Échappé de Salem lors de la grande chasse aux sorciers du XVllle siècle, Joseph Curwen vint s'établir à Providence où il mourut en 1771. La découverte de sa tombe par son descendant, Charles Dexter Ward, va être le début d'une enquête tortueuse et d'une descente progressive vers la folie.
L'affaire Charles Dexter Ward s'articule autour de fouilles, de recherches, d'énigmes, et de mystères surnaturels à explorer et à démêler. Pas pour une enquête dans une affaire criminelle, mais pour cerner l'esprit d'un personnage intrigant réputé pour ses travaux en sorcellerie. En effet, l'homme en question est la source de nombreuses suspicions, notamment à cause de sa longue vie de plus d'un siècle sans en avoir jamais eu l'apparence. Aussi, son arrière-petit-fils entreprend l'ambitieux et dangereux projet d'en apprendre davantage sur Joseph Curwen au point de sombrer progressivement vers la folie. Ce récit demeure intéressant, mais sa construction est effritée dans sa manière très étrange de narrer son histoire. On parle d'une combinaison hasardeuse de flashback, de recueil de dates, et d'une narration qui ne commence réellement qu'au bout de plusieurs chapitres. En effet, il est aisé de se perdre dans ce récit biscornu tant le mystère se floute non pas par intelligence d'écriture, mais parce que l'histoire est réellement fastidieuse à suivre. Tout du long, il émane du livre la fâcheuse impression de lire un journal où les périodes défilent le temps d'un instant, sans jamais réellement se poser sur un contexte précis. Pendant que les dates passent, les longues descriptions de personnages et de lieux semblent inutiles, tant on prend conscience de suivre une période particulière pour seulement quelques lignes fugaces avant de faire un bon dans le temps vers une autre. Le fait est que l'ennui est présent durant une bonne partie du récit. Impression décuplée en compagnie d'un mystère finalement prévisible, mais aussi étiré à l'extrême jusqu'à le rompre.
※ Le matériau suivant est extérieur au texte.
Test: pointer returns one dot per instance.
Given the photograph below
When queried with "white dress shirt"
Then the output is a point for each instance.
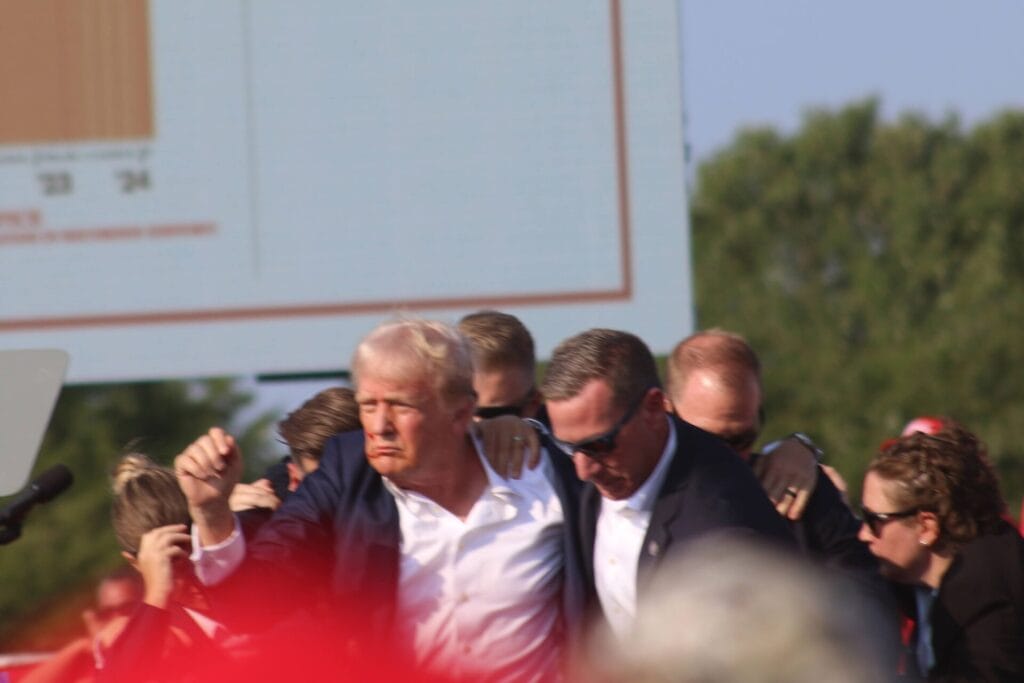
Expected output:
(482, 594)
(477, 598)
(622, 526)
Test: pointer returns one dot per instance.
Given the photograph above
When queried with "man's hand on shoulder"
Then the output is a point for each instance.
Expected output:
(787, 472)
(208, 470)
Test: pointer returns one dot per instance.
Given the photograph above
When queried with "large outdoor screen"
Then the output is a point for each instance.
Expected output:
(192, 187)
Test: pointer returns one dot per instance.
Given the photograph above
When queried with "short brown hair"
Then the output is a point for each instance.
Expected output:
(307, 429)
(726, 352)
(145, 496)
(620, 358)
(947, 473)
(499, 341)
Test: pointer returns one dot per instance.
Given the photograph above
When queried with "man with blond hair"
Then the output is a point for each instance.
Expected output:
(408, 526)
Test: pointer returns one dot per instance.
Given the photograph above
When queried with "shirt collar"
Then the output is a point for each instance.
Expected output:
(498, 485)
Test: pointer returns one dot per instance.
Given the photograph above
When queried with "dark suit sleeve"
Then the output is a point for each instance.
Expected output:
(829, 530)
(288, 561)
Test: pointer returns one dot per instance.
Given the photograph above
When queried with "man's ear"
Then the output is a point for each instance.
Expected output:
(294, 475)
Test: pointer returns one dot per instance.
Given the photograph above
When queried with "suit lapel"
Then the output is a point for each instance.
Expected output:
(590, 505)
(668, 506)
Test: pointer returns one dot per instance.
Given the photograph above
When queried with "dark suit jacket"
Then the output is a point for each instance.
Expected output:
(708, 487)
(334, 548)
(978, 615)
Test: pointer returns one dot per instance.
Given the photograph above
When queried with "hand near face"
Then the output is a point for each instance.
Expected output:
(208, 471)
(788, 475)
(259, 494)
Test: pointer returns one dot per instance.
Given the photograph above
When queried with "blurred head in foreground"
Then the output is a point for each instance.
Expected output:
(733, 610)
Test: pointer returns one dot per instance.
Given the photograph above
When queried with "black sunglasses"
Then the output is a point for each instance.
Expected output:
(595, 446)
(876, 520)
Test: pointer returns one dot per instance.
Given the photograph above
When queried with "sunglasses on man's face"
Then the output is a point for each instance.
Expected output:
(594, 447)
(877, 520)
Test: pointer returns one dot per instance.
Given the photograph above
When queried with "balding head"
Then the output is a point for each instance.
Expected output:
(714, 380)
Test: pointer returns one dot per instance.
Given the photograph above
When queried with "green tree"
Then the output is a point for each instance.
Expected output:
(879, 270)
(69, 544)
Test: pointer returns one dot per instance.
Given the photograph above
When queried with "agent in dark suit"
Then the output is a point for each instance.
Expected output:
(653, 482)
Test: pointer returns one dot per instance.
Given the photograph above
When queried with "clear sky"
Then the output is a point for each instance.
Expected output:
(751, 62)
(756, 62)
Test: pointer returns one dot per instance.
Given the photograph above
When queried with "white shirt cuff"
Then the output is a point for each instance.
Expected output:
(215, 563)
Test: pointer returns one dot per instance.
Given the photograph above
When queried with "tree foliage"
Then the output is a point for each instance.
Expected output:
(879, 270)
(66, 546)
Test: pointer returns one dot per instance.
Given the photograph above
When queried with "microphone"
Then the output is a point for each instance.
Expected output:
(46, 486)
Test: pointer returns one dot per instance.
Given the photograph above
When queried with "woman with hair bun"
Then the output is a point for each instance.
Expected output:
(933, 516)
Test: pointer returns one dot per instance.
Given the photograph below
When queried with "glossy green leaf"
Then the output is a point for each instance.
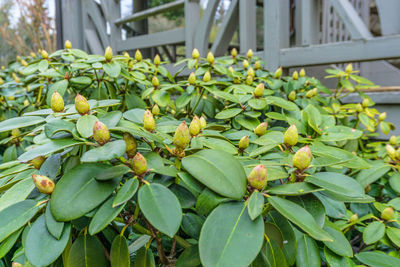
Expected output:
(41, 247)
(87, 251)
(126, 192)
(103, 216)
(225, 231)
(161, 208)
(119, 255)
(255, 205)
(16, 216)
(299, 216)
(219, 171)
(78, 192)
(373, 232)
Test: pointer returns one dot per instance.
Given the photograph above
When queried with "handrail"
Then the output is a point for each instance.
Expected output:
(150, 12)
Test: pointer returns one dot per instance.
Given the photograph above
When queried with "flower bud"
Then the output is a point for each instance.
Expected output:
(44, 53)
(81, 105)
(234, 52)
(278, 73)
(302, 158)
(155, 82)
(155, 110)
(207, 77)
(210, 57)
(192, 78)
(139, 164)
(302, 72)
(387, 214)
(131, 145)
(258, 177)
(203, 122)
(354, 218)
(382, 116)
(195, 126)
(365, 102)
(261, 129)
(249, 54)
(108, 54)
(68, 44)
(393, 140)
(244, 142)
(182, 136)
(249, 80)
(195, 53)
(157, 60)
(295, 75)
(138, 55)
(101, 133)
(57, 103)
(245, 64)
(259, 91)
(292, 96)
(291, 136)
(43, 184)
(37, 162)
(148, 121)
(250, 72)
(391, 152)
(349, 68)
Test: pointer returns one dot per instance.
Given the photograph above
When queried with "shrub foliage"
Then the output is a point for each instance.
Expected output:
(114, 160)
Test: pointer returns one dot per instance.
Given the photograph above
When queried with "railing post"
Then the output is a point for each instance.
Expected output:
(247, 28)
(192, 18)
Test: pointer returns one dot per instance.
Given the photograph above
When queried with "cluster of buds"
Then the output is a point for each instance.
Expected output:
(257, 178)
(291, 136)
(57, 102)
(302, 158)
(101, 133)
(139, 164)
(261, 129)
(148, 121)
(43, 184)
(81, 105)
(131, 145)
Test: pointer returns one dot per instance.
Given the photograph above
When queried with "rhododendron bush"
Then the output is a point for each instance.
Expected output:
(113, 160)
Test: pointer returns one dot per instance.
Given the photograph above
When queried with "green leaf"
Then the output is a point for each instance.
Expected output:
(16, 216)
(20, 122)
(161, 207)
(394, 235)
(119, 255)
(373, 232)
(255, 205)
(87, 251)
(377, 259)
(225, 231)
(109, 151)
(337, 183)
(41, 248)
(307, 252)
(295, 189)
(85, 125)
(55, 228)
(113, 69)
(103, 216)
(126, 192)
(299, 216)
(228, 113)
(219, 171)
(78, 192)
(48, 148)
(340, 244)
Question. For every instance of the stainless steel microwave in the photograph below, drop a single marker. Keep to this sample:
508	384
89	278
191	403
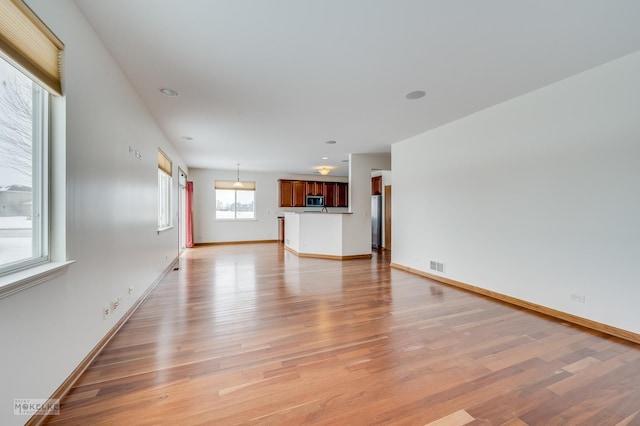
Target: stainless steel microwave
315	201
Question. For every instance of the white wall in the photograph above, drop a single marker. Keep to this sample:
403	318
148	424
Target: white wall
536	198
207	229
111	220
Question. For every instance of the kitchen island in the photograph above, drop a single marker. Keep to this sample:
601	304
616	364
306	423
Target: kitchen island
323	235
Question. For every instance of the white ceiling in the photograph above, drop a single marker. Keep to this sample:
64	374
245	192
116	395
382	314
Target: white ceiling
265	83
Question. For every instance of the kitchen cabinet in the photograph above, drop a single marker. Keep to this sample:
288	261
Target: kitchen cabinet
329	192
286	193
299	193
314	188
293	193
342	194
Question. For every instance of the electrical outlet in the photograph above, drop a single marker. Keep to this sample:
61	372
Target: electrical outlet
578	298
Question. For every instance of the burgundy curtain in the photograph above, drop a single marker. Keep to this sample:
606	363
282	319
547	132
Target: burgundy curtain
189	213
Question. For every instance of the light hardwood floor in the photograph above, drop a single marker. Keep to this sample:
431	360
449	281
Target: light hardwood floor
251	334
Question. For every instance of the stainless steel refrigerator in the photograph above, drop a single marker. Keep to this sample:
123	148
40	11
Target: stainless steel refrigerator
376	221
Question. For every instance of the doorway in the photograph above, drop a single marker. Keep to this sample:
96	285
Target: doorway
182	211
387	217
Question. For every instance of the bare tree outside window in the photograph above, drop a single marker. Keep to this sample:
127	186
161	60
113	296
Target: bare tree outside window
16	165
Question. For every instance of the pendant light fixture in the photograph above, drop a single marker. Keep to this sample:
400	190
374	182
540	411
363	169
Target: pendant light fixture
237	183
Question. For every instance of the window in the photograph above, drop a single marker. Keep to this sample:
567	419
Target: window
164	191
234	201
23	170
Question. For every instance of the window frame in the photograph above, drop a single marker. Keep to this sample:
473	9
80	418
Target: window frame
40	186
235	204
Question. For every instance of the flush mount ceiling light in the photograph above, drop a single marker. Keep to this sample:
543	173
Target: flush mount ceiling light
237	183
416	94
168	92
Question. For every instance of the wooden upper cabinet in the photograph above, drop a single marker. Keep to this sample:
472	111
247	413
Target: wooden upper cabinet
314	188
299	193
342	194
329	192
293	193
376	185
286	193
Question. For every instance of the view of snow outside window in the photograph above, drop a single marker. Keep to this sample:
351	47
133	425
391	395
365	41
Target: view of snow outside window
16	166
231	204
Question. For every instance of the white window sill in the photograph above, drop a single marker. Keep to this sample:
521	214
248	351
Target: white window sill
166	228
22	280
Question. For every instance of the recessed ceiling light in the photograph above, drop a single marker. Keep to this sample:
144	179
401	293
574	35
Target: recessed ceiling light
416	94
168	92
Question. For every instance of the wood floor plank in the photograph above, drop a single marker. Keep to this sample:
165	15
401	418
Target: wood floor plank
252	334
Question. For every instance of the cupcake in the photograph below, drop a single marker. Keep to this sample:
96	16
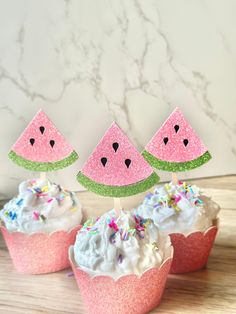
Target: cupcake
189	217
39	225
121	263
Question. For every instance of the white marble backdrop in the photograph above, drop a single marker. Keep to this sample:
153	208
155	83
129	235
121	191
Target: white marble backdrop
87	62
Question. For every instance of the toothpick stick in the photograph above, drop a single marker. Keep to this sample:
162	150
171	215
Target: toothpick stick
117	205
174	180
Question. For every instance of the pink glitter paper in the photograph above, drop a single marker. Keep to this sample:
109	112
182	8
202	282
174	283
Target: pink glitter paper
191	253
42	150
174	150
127	295
39	253
116	148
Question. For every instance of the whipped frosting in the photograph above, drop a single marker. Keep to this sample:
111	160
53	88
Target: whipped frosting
41	206
178	208
117	246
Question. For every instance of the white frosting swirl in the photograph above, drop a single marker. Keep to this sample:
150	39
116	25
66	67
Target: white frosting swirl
179	209
41	206
118	246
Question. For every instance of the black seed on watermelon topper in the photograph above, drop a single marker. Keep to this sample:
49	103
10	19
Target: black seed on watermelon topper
176	127
42	129
115	146
52	143
165	140
185	142
103	161
32	140
127	162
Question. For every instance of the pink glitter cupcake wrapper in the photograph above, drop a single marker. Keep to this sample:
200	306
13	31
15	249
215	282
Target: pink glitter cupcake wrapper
191	252
128	294
39	253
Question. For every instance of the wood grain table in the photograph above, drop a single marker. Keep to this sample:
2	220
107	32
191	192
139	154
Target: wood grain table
211	290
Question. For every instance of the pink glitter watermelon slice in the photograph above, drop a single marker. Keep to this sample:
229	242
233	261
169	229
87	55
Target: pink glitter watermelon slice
176	146
41	147
116	168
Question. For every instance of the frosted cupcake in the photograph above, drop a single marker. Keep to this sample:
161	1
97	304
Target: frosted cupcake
39	225
120	263
189	217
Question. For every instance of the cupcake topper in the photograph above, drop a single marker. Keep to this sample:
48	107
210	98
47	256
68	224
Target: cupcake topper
176	146
41	147
116	168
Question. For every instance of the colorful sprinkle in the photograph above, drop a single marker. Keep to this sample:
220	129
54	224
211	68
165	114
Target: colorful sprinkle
12	215
112	238
36	215
42	218
113	225
120	258
19	202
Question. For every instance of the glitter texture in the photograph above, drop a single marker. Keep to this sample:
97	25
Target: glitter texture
118	191
176	166
115	161
191	252
176	142
41	147
43	166
39	253
129	294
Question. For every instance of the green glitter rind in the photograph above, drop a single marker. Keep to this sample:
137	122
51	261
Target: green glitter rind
43	166
118	191
176	166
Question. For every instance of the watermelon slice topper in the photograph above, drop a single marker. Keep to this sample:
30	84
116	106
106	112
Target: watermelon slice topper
116	168
41	147
176	146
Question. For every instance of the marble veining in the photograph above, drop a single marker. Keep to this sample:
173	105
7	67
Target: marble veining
89	62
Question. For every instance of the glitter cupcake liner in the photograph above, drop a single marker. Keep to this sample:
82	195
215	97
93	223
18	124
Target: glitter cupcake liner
175	166
118	191
43	166
39	253
191	252
129	294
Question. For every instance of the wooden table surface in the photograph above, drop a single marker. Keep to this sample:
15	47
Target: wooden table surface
212	290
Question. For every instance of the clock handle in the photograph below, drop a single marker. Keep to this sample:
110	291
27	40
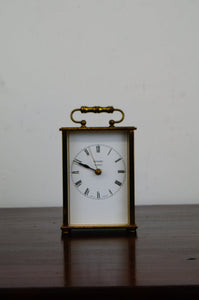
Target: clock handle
97	109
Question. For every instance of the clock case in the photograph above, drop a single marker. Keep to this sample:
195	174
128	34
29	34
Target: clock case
66	227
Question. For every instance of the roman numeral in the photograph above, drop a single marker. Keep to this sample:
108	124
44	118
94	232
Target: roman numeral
77	161
118	182
121	171
75	172
86	151
86	191
78	183
118	159
109	151
98	148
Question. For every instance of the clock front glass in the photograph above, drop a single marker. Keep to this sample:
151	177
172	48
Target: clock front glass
98	179
98	171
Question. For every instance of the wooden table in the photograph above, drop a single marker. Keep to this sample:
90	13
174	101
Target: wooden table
160	262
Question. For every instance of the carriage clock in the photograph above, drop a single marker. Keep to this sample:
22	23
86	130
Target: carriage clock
98	175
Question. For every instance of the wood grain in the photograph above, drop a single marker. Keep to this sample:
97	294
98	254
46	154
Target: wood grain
164	256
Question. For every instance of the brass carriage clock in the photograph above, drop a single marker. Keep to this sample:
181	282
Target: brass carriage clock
98	175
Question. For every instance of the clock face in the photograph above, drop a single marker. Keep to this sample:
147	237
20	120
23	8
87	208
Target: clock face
98	178
98	171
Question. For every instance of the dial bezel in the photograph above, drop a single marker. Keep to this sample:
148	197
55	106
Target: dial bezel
111	154
67	226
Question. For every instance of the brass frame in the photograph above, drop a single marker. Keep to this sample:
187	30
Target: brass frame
66	228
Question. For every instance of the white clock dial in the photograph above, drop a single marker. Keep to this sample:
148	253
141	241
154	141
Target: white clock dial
98	171
98	178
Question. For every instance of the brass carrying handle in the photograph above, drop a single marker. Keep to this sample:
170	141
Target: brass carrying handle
96	109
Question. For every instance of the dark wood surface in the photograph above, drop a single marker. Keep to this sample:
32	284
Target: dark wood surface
163	258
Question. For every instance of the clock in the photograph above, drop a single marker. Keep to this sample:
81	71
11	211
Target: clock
98	175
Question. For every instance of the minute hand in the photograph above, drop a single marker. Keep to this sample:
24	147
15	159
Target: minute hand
85	166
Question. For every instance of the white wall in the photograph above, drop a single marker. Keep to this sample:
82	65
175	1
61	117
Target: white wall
139	55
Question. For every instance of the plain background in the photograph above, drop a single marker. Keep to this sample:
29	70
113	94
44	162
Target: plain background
138	55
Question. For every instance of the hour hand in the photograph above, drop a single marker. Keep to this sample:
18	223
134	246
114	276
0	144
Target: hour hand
97	171
83	165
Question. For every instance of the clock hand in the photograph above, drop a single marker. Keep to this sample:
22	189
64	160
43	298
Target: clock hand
97	171
93	158
84	165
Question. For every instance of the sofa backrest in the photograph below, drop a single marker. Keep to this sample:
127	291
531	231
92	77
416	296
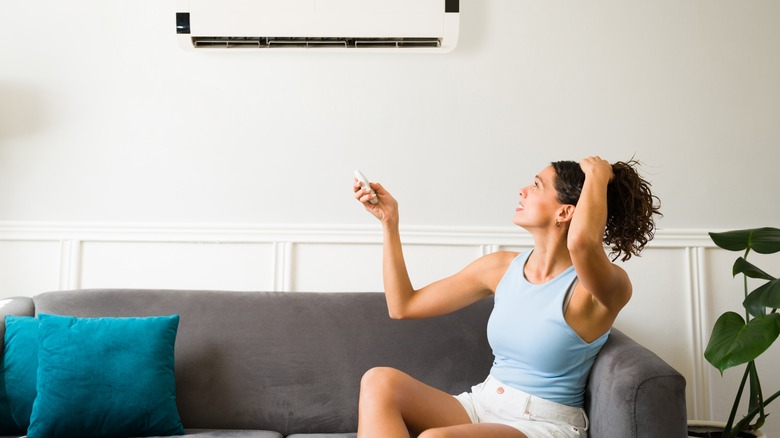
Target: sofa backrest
291	362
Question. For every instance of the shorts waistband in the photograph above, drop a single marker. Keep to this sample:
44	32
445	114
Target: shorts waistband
536	406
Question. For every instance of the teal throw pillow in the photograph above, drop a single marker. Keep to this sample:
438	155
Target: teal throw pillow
20	365
105	377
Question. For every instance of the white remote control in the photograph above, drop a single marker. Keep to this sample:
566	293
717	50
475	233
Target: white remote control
364	182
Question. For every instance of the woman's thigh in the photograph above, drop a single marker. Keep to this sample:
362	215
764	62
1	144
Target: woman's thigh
481	430
421	406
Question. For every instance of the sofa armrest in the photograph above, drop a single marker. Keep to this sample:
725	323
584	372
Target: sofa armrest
19	306
633	393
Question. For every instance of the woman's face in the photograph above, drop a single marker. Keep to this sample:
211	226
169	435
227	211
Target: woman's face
538	206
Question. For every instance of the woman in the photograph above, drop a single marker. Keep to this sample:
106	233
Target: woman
554	307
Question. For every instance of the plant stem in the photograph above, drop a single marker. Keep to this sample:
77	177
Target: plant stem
728	428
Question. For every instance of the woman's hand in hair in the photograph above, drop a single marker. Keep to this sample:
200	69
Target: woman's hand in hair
597	167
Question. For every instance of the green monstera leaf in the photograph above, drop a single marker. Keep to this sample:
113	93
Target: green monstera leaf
734	342
761	240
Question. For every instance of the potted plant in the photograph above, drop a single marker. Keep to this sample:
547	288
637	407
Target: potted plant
738	340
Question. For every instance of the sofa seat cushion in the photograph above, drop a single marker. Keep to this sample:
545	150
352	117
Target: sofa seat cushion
324	435
230	433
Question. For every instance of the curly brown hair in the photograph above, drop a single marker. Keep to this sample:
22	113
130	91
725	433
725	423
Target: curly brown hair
630	205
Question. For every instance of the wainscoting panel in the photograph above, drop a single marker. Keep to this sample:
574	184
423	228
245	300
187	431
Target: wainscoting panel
29	267
177	265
Cependant, Lovecraft corrige ses erreurs lors d'une transition importante du récit. Un moment précis qui fait basculer toutes les impressions négatives ressenties jusqu'ici pour ressentir des émotions totalement différentes. En effet, à un moment clé de l'intrigue, le récit semble enfin se rendre à l'essentiel en oubliant ses bidouillages pour agir simplement selon l'art Lovecraftien. L'esprit Lovecraft fait en effet son grand retour à l'instant même où le personnage explore des sous-sols qui concrétisent toutes ces recherches et tous ces questionnements qui brouillent notre esprit depuis déjà plusieurs heures de lecture. La structure des idées s'agence alors miraculeusement avec une angoisse indescriptible et une menace innommable. Ces frissons permis par une étrange coexistence entre ce que Lovecraft écrit et ce que l'imaginaire du lecteur peut y apporter. C'est une sensation incroyable que de se laisser guider par la plume de Lovecraft tout en laissant vagabonder son propre esprit afin de créer les pires horreurs dignes des pires cauchemars. Ce qui est encore plus dommage, c'est que le récit prend vraiment de l'ampleur et de la consistance à ce moment précis, mais que le temps de s'y plonger la fin de l'histoire clôture brutalement notre imaginaire avec une prévisibilité frustrante.
Conclusion
Horreur, terreur, tension, angoisse. Avec L'affaire Charles Dexter Ward on retrouve tous les éléments qui font le charme des écrits de Lovecraft, mais encore faut-il avoir la volonté de tenir au-delà de plusieurs chapitres fastidieux à lire. En effet, Lovecraft étire son mystère jusqu'à le dénuer d'intérêt en multipliant les dates et les témoignages sur l'affaire Ward sans jamais prendre le temps de se poser sur un contexte précis. Ce n'est qu'après plusieurs chapitres que le récit commence réellement selon l'art Lovecraftien. Celui qui apporte une structure narrative absconse qui n'existe qu'en symbiose entre les écrits de Lovecraft et l'imaginaire du lecteur pour donner vie aux pires horreurs.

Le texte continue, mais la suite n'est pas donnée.